Brittany Luby hopes her children’s book – which was shortlisted for a 2021 Governor General’s Literary Award – will inspire young people to connect with loved ones and the natural world around them.

Mii maanda ezhi-gkendmaanh: This is how I know, written by Luby and illustrated by Joshua Mangeshig Pawis-Steckley, tells the story of an Anishinaabe child and his grandmother, and how they explore the seasons and the natural world.

Luby is an Associate Professor at the University of Guelph in Ontario and specializes in the history of Indigenous peoples. In 2020, she received the Governor General’s History Award for University Research.

Mii maanda ezhi-gkendmaanh: this is how I know is on the shortlist of illustrated books for children, one of the seven categories of the Governor General’s Literary Awards recognizing the best books in English and French.

“I also hope readers feel inspired to connect with their plant and animal teachers,” Luby said in an interview with CBC Kitchener-Waterloo. “I believe that the more moments we take to observe and connect with our environment, the more we feel nourished by it.”

Luby is an academic, author of children’s books, and the great-granddaughter of Chief Kawitaskung, an Anishinaabe chief who signed the Northwest Angle Treaty of 1873. (University of Guelph)

Luby is the great-granddaughter of Chief Kawitaskung, an Anishinaabe chief who signed the Northwest Angle Treaty of 1873. According to Luby, her great-grandfather was sent to the Cecilia Jeffrey Indian Residential School in Kenora. , in Ontario, and since then the paternal generations have been mostly raised in English.

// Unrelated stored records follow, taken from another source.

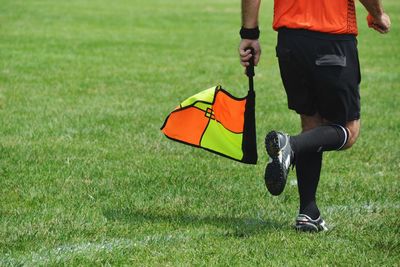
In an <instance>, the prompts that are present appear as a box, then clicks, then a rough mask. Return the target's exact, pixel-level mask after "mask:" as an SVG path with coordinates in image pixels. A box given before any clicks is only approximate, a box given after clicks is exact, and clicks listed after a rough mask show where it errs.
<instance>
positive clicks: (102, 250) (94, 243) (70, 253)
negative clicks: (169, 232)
mask: <svg viewBox="0 0 400 267" xmlns="http://www.w3.org/2000/svg"><path fill="white" fill-rule="evenodd" d="M190 238H191V237H189V236H186V235H183V234H178V235H150V236H145V237H144V238H142V239H138V240H132V239H111V240H104V241H101V242H86V243H78V244H66V245H62V246H59V247H56V248H53V249H46V248H43V249H40V250H39V251H37V252H31V253H30V254H26V255H21V256H17V257H13V256H11V255H6V256H5V257H3V258H1V259H0V266H3V265H6V266H7V265H12V266H14V265H24V266H37V265H47V264H50V263H63V262H65V261H67V260H69V259H72V258H73V257H75V256H90V255H93V254H97V253H99V252H102V253H104V252H110V251H113V250H124V249H129V248H134V247H145V246H147V245H149V244H152V243H160V242H173V241H183V240H188V239H190Z"/></svg>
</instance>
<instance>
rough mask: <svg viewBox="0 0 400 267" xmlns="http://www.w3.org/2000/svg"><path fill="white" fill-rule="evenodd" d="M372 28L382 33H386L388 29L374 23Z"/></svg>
mask: <svg viewBox="0 0 400 267" xmlns="http://www.w3.org/2000/svg"><path fill="white" fill-rule="evenodd" d="M372 28H373V29H374V30H376V31H378V32H380V33H386V32H387V31H386V29H385V28H383V27H382V26H380V25H378V24H372Z"/></svg>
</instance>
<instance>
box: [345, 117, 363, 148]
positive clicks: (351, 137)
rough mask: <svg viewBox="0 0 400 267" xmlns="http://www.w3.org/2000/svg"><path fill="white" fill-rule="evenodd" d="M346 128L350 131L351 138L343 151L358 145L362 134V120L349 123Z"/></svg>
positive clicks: (351, 121)
mask: <svg viewBox="0 0 400 267" xmlns="http://www.w3.org/2000/svg"><path fill="white" fill-rule="evenodd" d="M346 128H347V130H348V134H349V137H348V138H347V142H346V144H345V145H344V147H343V149H348V148H350V147H352V146H353V145H354V144H355V143H356V141H357V138H358V136H359V134H360V120H356V121H351V122H348V123H347V124H346Z"/></svg>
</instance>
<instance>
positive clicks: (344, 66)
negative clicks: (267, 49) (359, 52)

The book is written in English and translated into Anishinaabemowin by Alvin Ted Corbiere and Alan Corbiere, who are Anishinaabe and from the M’Chigeeng First Nation.

Luby said making the book available in both languages ​​is an important part of healing.

“I go from a confident English writer to a baby in Anishinaabemowin,” Luby said.

“I really hope that by creating bilingual resources with the support of incredible linguists, like the Corbières, my children and my children’s children will have a much easier time learning to speak Anishinaabemowin, to learn to speak as the members of our community. “

Use lived experiences as inspiration

Pawis-Steckley is an Ontario Ojibway multidisciplinary artist whose family is from the Wasauksing First Nation.

Pawis-Steckley is an Ojibway forest artist from Barrie, Ontario. He is a member of the Wasauksing First Nation. (Instagram: mangeshig)

He said his own personal experiences with his family and grandmother were the basis of his inspiration for the illustrations in the book. He hopes non-native children learn the importance of reciprocal relationships between youth and elders.

“I feel like a very important relationship or dynamic within a culture, for example, is to have the elders take care of the young, and the young also take care of the elders, or learn from elders. ”

Pawis-Steckley said recognizing the book as a finalist for one of the Governor General’s Awards helps Indigenous talent gain more national recognition.

“I feel like it’s so important for Aboriginal youth to see these kinds of books come out. So that they can see themselves in books, see them being represented … [to] to recognize that it was important for young Aboriginals.

A 1996 report of the Royal Commission on Aboriginal Peoples found that after the death in 1913 of Canadian poet Pauline Johnson, of mixed Mohawk and European descent, nearly six decades passed before another Aboriginal author is published in Canada.

Canadian poet E. Pauline Johnson, also known as Tekahionwake, was of Mohawk and European descent. She was well known for being an artist, writer and speaker. (National Archives of Canada)

In addition, according to the report, the majority of books on Indigenous peoples released each year by major Canadian publishers have been written by non-Indigenous authors, and Indigenous publishers have reported difficulties in securing support from government agencies that support the book. ‘editing.

Luby said the creation of the book was filled with Anishinaabe talent through editing, translation, illustration and writing, and she hopes more room will be made in the industry for projects of similar edition run by Aboriginal people.

“I really think this creation only helps pave a wider path for the next generation,” said Luby.

“I would really love to see more of an Indigenous presence throughout the publishing industry… just to see if we can expand even a bit further from the book and somehow incorporate Indigenous voices throughout the book. life cycle.”

Winners will be announced on November 17th

The awards, administered by the Canada Council for the Arts, are presented in seven English language categories: fiction, non-fiction, poetry, children’s literature – text, children’s literature – illustration, theater and translation. Seven French language prizes are also awarded in the same categories.

All the books shortlisted in the illustrated children’s book category are:

  • Mii maanda ezhi-gkendmaanh: This is how I know.
  • On the trapping line.
  • In the big wide lake.
  • The library bus.
  • The wind and the trees.

Finalists in all categories will be announced on November 17th.